Al mismo tiempo, en este mundo dividido y turbado por toda clase
de conflictos, aumenta la convicción de una radical interdependencia,
y por consiguiente, de una solidaridad necesaria, que la asuma
y traduzca en el plano moral. Hoy quizás más que
antes, los hombres se dan cuenta de tener un destino común
que construir juntos, si se quiere evitar la catástrofe
para todos. Desde el fondo de la angustia, del miedo y de los
fenómenos de evasión como la droga, típicos
del mundo contemporáneo, emerge la idea de que el bien,
al cual estamos llamados todos, y la felicidad a la que aspiramos
no se obtienen sin el esfuerzo y el empeño de todos sin
excepción, con la consiguiente renuncia al propio egoísmo.
Aquí se inserta también, como signo del respeto
por la vida, —no obstante todas las tentaciones por destruirla,
desde el aborto a la eutanasia— la preocupación concomitante
por la paz; y, una vez más, se es consciente de que ésta
es indivisible: o es de todos, o de nadie. Una paz que exige,
cada vez más, el respeto riguroso de la justicia, y, por
consiguiente, la distribución equitativa de los frutos
del verdadero desarrollo.(48)
Entre las señales positivas del presente, hay que señalar
igualmente la mayor conciencia de la limitación de los
recursos disponibles, la necesidad de respetar la integridad y
los ritmos de la naturaleza y de tenerlos en cuenta en la programación
del desarrollo, en lugar de sacrificarlo a ciertas concepciones
demagógicas del mismo. Es lo que hoy se llama la preocupación
ecológica.
Es justo reconocer también el empeño de gobernantes,
políticos, economistas, sindicalistas, hombres de ciencia
y funcionarios internacionales —muchos de ellos inspirados
por su fe religiosa— por resolver generosamente con no pocos
sacrificios personales, los males del mundo y procurar por todos
los medios que un número cada vez mayor de hombres y mujeres
disfruten del beneficio de la paz y de una calidad de vida digna
de este hombre.
A ello contribuyen en gran medida las grandes Organizaciones
internacionales y algunas Organizaciones regionales, cuyos esfuerzos
conjuntos permiten intervenciones de mayor eficacia.

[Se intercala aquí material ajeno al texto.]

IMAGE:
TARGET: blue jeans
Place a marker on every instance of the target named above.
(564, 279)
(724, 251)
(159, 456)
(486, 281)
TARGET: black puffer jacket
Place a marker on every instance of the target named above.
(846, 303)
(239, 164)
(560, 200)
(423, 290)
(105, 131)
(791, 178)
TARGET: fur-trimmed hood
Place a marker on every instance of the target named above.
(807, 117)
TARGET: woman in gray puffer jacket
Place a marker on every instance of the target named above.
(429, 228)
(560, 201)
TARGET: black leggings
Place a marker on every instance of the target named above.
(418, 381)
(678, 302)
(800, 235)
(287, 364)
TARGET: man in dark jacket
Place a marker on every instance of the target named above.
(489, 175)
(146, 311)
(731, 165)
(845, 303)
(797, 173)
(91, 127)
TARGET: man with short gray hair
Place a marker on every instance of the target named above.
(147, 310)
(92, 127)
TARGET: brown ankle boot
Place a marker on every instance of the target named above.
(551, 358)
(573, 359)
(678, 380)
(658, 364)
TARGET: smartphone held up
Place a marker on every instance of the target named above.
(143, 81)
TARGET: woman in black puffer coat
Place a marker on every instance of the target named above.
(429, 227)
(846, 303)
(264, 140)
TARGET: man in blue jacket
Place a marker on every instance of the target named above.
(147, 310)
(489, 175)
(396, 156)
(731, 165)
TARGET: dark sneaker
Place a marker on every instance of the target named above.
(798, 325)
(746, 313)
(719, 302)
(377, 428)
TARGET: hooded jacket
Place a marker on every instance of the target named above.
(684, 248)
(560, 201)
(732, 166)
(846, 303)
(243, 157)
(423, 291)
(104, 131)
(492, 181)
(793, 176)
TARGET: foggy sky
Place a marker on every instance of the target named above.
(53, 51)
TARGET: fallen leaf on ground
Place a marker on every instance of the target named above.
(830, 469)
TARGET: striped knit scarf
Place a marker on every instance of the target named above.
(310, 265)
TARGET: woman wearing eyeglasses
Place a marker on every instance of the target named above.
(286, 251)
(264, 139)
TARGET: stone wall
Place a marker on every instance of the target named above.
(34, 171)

Gracias a estas aportaciones, algunos Países del Tercer
Mundo, no obstante el peso de numerosos condicionamientos negativos,
han logrado alcanzar una cierta autosuficiencia alimentaria, o
un grado de industrialización que les permite subsistir
dignamente y garantizar fuentes de trabajo a la población
activa.
Por consiguiente, no todo es negativo en el mundo contemporáneo
—y no podía ser de otra manera— porque la Providencia
del Padre celestial vigila con amor también sobre nuestras
preocupaciones diarias (cf. Mt 6, 25-32; 10, 23-31; Lc 12, 6-7;
22, 20); es más, los valores positivos señalados
revelan una nueva preocupación moral, sobre todo en orden
a los grandes problemas humanos, como son el desarrollo y la paz.
Esta realidad me mueve a reflexionar sobre la verdadera naturaleza
del desarrollo de los pueblos, de acuerdo con la Encíclica
cuyo aniversario celebramos, y como homenaje a su enseñanza.